Workshop do Projeto ARGO – Junho/2001

Agreement Problems in Asynchronous Distributed Systems

Michel Hurfin

IRISA/INRIA Rennes (France)

hurfin@irisa.fr

In asynchronous distributed systems prone to crash failures, many problems require all the processes to reach agreement on a decision value. Atomic commitment, total order, and membership are among the most famous and cited agreement problems. All these problems suffer from the impossibility result exhibit by Fischer, Lynch, and Paterson who consider the particular case of the consensus problem. Despite its simple definition, the consensus problem is very representative of the difficulties encountered when solving any other agreement problems. For this main reason, this problem has been intensively studied.

In order to overcome this impossibility result, Chandra and Toueg have augmented the asynchronous system model with the notion of Failure Detectors. A Failure Detector is associated with each process of the distributed computation and is responsible for detecting external failures. Suspicions are essentially implemented using time-out mechanisms, which means that (1) the detection of a real failure is usually delayed and (2) a Failure Detector can make mistakes by incorrectly suspecting a process to have crashed. Several classes of Failure Detectors have been defined. All are specified by a completeness property and an accuracy property. A completeness property puts a condition on the detection of crashed processes, while an accuracy property restricts the possible mistakes made by a Failure Detector. The class of Failure Detector called "Diamond S" is very attractive as it has been proved to be the weakest class of failure detectors that allow to solve the consensus problem.

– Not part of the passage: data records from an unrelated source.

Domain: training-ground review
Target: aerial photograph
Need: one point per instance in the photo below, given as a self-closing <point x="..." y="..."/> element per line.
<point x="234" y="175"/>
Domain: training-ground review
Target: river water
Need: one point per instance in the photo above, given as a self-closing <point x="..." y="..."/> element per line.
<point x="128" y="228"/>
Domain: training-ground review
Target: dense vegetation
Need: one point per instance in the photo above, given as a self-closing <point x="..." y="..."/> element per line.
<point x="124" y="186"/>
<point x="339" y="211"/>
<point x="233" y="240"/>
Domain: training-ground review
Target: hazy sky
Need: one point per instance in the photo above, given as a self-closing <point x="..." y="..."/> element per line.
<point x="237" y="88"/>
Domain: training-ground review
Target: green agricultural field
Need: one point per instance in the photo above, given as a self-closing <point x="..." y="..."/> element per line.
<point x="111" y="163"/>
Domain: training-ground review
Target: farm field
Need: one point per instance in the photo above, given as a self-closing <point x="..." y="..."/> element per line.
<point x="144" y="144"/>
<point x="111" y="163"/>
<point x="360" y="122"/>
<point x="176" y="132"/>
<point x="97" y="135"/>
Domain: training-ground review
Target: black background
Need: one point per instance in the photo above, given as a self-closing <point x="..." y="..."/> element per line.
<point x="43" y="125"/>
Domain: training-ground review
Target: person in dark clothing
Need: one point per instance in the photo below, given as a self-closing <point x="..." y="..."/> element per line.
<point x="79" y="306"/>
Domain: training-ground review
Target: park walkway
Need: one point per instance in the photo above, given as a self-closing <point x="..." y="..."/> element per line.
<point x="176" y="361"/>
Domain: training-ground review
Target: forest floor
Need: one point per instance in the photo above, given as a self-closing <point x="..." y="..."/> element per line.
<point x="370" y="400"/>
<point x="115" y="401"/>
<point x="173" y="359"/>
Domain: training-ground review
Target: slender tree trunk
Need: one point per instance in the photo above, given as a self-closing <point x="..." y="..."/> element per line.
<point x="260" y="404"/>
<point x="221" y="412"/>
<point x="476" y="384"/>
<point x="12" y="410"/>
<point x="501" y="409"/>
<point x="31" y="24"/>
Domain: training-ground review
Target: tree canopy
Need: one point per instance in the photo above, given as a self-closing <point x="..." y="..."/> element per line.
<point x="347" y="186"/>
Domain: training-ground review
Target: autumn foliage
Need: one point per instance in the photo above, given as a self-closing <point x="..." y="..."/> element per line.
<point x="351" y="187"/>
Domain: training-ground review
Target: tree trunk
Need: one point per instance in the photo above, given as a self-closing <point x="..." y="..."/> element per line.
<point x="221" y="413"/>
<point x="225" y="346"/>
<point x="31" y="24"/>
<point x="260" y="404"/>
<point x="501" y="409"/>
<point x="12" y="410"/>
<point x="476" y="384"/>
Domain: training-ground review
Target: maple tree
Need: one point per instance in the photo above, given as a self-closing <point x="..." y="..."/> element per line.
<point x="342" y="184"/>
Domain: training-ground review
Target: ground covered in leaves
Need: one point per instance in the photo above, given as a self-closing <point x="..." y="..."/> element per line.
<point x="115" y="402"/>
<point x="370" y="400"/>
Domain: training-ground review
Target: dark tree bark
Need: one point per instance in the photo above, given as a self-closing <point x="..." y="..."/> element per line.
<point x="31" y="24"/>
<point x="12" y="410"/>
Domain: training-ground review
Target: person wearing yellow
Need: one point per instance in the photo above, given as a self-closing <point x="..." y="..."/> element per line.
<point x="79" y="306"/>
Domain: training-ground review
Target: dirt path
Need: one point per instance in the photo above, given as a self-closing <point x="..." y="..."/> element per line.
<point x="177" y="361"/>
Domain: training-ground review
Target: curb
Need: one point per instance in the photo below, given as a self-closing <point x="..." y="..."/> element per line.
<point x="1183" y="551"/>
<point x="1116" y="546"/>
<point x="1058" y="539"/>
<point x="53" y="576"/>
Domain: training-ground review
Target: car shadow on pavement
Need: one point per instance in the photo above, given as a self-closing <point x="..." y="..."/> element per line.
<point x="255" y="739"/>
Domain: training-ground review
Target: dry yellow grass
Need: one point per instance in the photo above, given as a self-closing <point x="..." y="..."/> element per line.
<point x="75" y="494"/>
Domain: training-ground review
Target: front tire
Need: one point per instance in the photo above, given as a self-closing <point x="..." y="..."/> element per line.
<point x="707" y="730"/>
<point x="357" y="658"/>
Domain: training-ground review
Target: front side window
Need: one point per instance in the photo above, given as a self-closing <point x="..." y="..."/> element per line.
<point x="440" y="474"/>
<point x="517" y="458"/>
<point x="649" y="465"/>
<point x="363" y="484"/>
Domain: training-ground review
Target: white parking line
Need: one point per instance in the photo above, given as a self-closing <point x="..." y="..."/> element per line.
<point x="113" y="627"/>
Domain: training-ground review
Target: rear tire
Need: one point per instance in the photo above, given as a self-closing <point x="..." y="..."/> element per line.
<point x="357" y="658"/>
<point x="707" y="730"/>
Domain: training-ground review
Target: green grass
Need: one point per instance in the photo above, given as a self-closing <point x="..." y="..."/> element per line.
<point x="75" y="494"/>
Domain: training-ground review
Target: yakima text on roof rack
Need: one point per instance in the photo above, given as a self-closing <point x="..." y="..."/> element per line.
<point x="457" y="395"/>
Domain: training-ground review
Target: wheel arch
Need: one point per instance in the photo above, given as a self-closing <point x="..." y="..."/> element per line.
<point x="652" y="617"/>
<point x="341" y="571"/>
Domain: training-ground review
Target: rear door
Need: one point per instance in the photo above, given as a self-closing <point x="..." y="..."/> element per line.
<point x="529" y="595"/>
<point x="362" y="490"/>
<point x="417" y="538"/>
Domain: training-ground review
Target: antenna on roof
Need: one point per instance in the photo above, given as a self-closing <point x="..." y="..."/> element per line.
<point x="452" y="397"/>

During this talk, we will survey several solutions to the consensus problem in asynchronous distributed systems equipped with "Diamond S" failure detectors. All the described solutions have been designed in the ADP research team during the 4 last years. Part of this research has been realized in the context of the INRIA-CNPq ARGO project which aims to develop a consensus-based group communication protocol. The objective of all these works is to define a more efficient and flexible agreement module which can be used to develop a group communication service and more generally to solve any agreement problem in an asynchronous distributed system. Each of these works suggests a particular improvement to the classical approach proposed by Chandra-Toueg 10 years ago. We classifies these works as follows.

 

All the solutions proposed in the literature ensure the validity property (the decision value is one of the proposed value), the agreement property (no two processes adopt different decision values) and the termination property (all the non-crashed processes eventually adopt a decision value). The two last properties which are respectively a safety property and a liveness property can be replaced by weakest properties.

Here, the goal is not to increase the efficiency of the agreement module itself but to increase the significance of its result. Indirectly, it will sometimes reduce the time and message cost of an upper-layer application. In all the cases, the validity property is affected.

The results is a set of proposed value rather than a single one.

A function is applied to the gathered value to generate an output value. The sets of input and output values can be completely deconnected.

During a classical consensus execution, a process proposes a value once and decides once. In fact, if the integrity property forces a process to decide once per consensus execution, the number of proposed values can be equal to zero or even greater than zero.

Crash failure is a particular type of failure. Protocols can be slightly modified to take into account other types of failures as for example, crash-recovery failures or Byzantine failures.

If the local clocks are synchronized then it is possible to define protocols where each round as a fixed duration. In that case, messages used by the consensus protocol (except of course the decision message) can be lost.

Protocols based on a fixed round duration allows to defines constraints on the duration of the whole computation.

References

[1] F. Greve, M. Hurfin, R. Macedo, and M. Raynal. Consensus based on strong failure detectors: Time and message efficient protocol. In Proc. of the Int. Workshop on Fault-Tolerant Parallel and Distributed Systems, number 1800 in LNCS, pages 1258-1267, Cancun, May 2000. Springer Verlag.

[2] F. Greve, M. Hur_n, R. Macedo, and M. Raynal. Time and message efficient s-based consensus. In Proc. of the 19th ACM SIGACT-SIGOPS Int. Symposium on Principles of Distributed Computing (PODC'00),pages 332{332, Portland, OR, Jul 2000. ACM. Brief announcement.

[3] M. Hurfin, R. Macedo, A. Mostefaoui, and M. Raynal. A sliding round window diamond-s-based consensus protocol. In Proc. of the 20th IEEE Int. Symposium on Reliable Distributed Systems (SRDS'01), New Orleans, USA, Oct 2001. IEEE.